We’ve just subscribed to yet another DVD-by-mail service, imagining that, because they’re in cahoots with my favourite daily newspaper, the unusually beautifully designed and left-leaning The Guardian (which, like the rest of the United Kingdom's newspapers, would prefer that I not contribute, thanks so much), they might be slightly less devious than the competition. Fat chance. Just like all the others, [Name Withheld] sends you all the most sought-after, recent stuff during your honeymoon period. Then, when they’ve got your credit card details, all you get is obscurities you can barely remember having added to your wish list -- and then only because [Name Withheld] sent you a succession of shrill emails reminding you to keep at least 350 films on your wish list, just in case they happened to be out of the stuff you really wanted to see.

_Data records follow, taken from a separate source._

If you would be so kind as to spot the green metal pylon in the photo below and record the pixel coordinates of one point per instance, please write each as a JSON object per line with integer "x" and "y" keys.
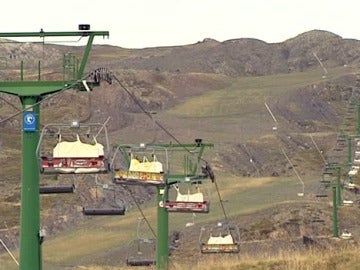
{"x": 162, "y": 247}
{"x": 30, "y": 254}
{"x": 30, "y": 94}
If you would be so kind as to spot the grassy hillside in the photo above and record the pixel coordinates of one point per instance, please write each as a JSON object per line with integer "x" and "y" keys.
{"x": 230, "y": 117}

The Johnny Cash biopic, for instance, has been out on disk now for what…six months, and we still haven’t seen it.

Speaking of Cash, I’ve had it pretty much up to here with his posthumous deification. Mumble a Nine Inch Nails song in your mid-60s and the next thing you know, you’re looming large in the legend of a whole generation that had never heard of you before. I have reason to believe The Man in Black's heart was in the right place, and I revere Ring of Fire as much as the next fellow (not until I recorded the Mistress Chloe album with the missus in 2001 would such sublime backing vocals be heard again), but the whole Live at Folsom Prison business really annoys me. The whole event was meant to be an affirmation of the indomitable spirit of The Revolution or something -- we’re meant to believe, I think, that he was performing for political prisoners – victims of racism and Nixonian fascism – and the odd kid who’d been busted for dealing something spirtitually elevating, like pot or peyote. How about the rapists and murderers and arsonists and thieves and meth dealers and sociopaths — they were all asked to stay in their cells that night? And that roar of delight at the line about shooting someone just to watch him die! How not to find that very disconcerting indeed? One word to those who would romanticise sociopathy: Altamont.

Getting back to DVDs, ore and more of them seem to start with 15 minutes of commercials for upcoming, uh, releases, and very often there’s no skipping through them. And here the whole idea of renting movies, at least in my mind, was that they offered a more exalted experience than ordinary broadcast TV, with its relentless advertising.

I propose that, on a designated day, every subscriber to a DVD-by-mail service take a nail file to any rented DVD that starts off with unskippable advertising, and then send it back complainingt that the disk was defective. The [Name Withheld]s of the world then receive a flood of anonymous emails pointing out that the disks that lack or let you skip the advertising seem to be less prone to defect.

You want a revolution? I got some revolution for you right here.